Prospek wisata budaya dalam era global semakin cerah. Hal ini dapat dilihat adanya kecenderungan global kepariwisataan, dimana wisata sosial budaya kedepan akan menjadi pilihan para wisman dan menjadi daya tarik yang handal dalam mengembangkan potensi dimasing-masing daerah (Nirwandar, 2006;1). Secara umum Nirwandar (2006;9) menguraikan akan kekuatan, kelemahan dan peluang pembangunan kepariwisataan Indonesia. Kekuatan wisata sosial budaya Indonesia diantanya; kaya akan pernak-pernik budaya, kaya akan daya tarik alamnya, keragaman aktifitas wisata, lokasi wisata bahari terabaik di dunia, kaya akan jenis dan ragam kuliner dan kemajmukan akan kehidupan masyarakatnya. Namun di sisi lain wisata sosial budaya Indonesia juga memiliki banyak kelemahan diantaranya; pengemasan daya tarik wisata, terbatasnya diversifikasi produk, lemahnya pariwisata destinasi pariwisata, kualitas pelayanan wisata, disparitas pembangunan kawasan pariwisata, interpretasi-promosi dan komunikasi pemasaran, kualitas sumber daya manusia dan kondisi keamanan. Hal senada juga diungkapkan oleh Nirwanda, bahwa setiap daerah telah memiliki peluang dalam pengembangan wisata sosial budaya, yaitu dengan keramahtamahan penduduk, kemajmukan masyarakat dan jumlah penduduk yang dapat berperan serta dalam kepariwisataan. Peluang di atas sampai sekarang tampaknya masih menjadi pusat perhatian, karena peluang yang ada masih menjadi kendala dalam mengembangkan wisata sosial budaya di tiap-tiap daerah dalam era otonomi daerah.

Selaras dengan Rencana Strategis Pembangunan Kebudayaan dan Kepariwisataan Nasional tahun 2005-2009, sektor kepariwisataan telah diarahkan sebagai penopang ekonomi Indonesia ke depan. Hal senada juga dilakukan oleh Pemerintah Proponsi Jawa Tengah, dimana sektor kepariwisataan merupakan sektor penting dalam membangun Jawa Tengah kedepan. Berdasarkan latar belakang di atas, perlu-kiranya diciptakan model keterlibatan masyarakat secara utuh dalam mengembangkan wisata sosial budaya sebagai aset proses dan produk dalam era otonomi daerah yang telah berjalan selama ini. Dalam model yang ditawarkan oleh Nirwandar (2006) tentang pembangunan sektor pariwisata di era otonomi daerah perlu dicermati.
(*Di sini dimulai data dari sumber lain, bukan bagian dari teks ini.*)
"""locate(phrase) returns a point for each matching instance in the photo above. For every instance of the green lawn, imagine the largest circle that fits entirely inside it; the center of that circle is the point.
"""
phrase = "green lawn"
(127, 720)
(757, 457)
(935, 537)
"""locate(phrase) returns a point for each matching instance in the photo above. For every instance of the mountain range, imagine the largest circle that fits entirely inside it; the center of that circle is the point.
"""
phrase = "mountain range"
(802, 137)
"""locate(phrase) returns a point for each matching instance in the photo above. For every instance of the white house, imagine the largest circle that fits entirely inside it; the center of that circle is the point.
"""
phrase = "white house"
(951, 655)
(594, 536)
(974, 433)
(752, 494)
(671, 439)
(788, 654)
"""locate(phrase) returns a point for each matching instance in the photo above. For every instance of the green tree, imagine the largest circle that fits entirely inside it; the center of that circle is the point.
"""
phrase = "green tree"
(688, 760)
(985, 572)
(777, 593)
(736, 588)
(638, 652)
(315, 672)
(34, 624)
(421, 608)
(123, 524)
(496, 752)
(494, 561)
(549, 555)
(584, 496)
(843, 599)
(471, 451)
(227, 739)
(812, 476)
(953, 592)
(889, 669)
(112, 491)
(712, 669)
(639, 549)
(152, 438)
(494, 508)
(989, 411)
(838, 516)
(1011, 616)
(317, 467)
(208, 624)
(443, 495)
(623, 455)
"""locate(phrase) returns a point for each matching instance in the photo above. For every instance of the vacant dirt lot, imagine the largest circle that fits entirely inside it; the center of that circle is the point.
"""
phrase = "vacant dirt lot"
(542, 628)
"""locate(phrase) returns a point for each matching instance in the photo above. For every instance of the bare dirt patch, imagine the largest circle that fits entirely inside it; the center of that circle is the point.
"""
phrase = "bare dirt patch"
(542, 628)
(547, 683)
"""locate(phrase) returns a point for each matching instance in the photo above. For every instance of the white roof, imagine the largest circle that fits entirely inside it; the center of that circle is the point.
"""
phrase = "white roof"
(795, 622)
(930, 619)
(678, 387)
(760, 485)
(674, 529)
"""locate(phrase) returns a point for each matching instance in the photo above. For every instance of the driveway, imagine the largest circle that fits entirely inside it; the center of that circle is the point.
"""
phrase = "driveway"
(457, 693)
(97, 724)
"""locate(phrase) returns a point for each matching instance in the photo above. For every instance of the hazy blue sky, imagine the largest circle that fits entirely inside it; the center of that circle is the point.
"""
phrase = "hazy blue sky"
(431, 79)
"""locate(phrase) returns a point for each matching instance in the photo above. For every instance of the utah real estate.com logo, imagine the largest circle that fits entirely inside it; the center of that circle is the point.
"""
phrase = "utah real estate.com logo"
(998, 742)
Dalam konsepnya menawarkan paradigma baru dalam pembangunan kepariwisataan dimana kepariwisataan daerah diusung dalam tujuh pilar yaitu; pariwisata sebagai persatuan dan kesatuan bangsa, penghapusan kemiskinan, pembangunan berkesinambungan, pelestarian budaya, pemenuhan kebutuhan hidup dan hak azasi manusia, peningkatan ekonomi industri, dan pengembangan tekonologi.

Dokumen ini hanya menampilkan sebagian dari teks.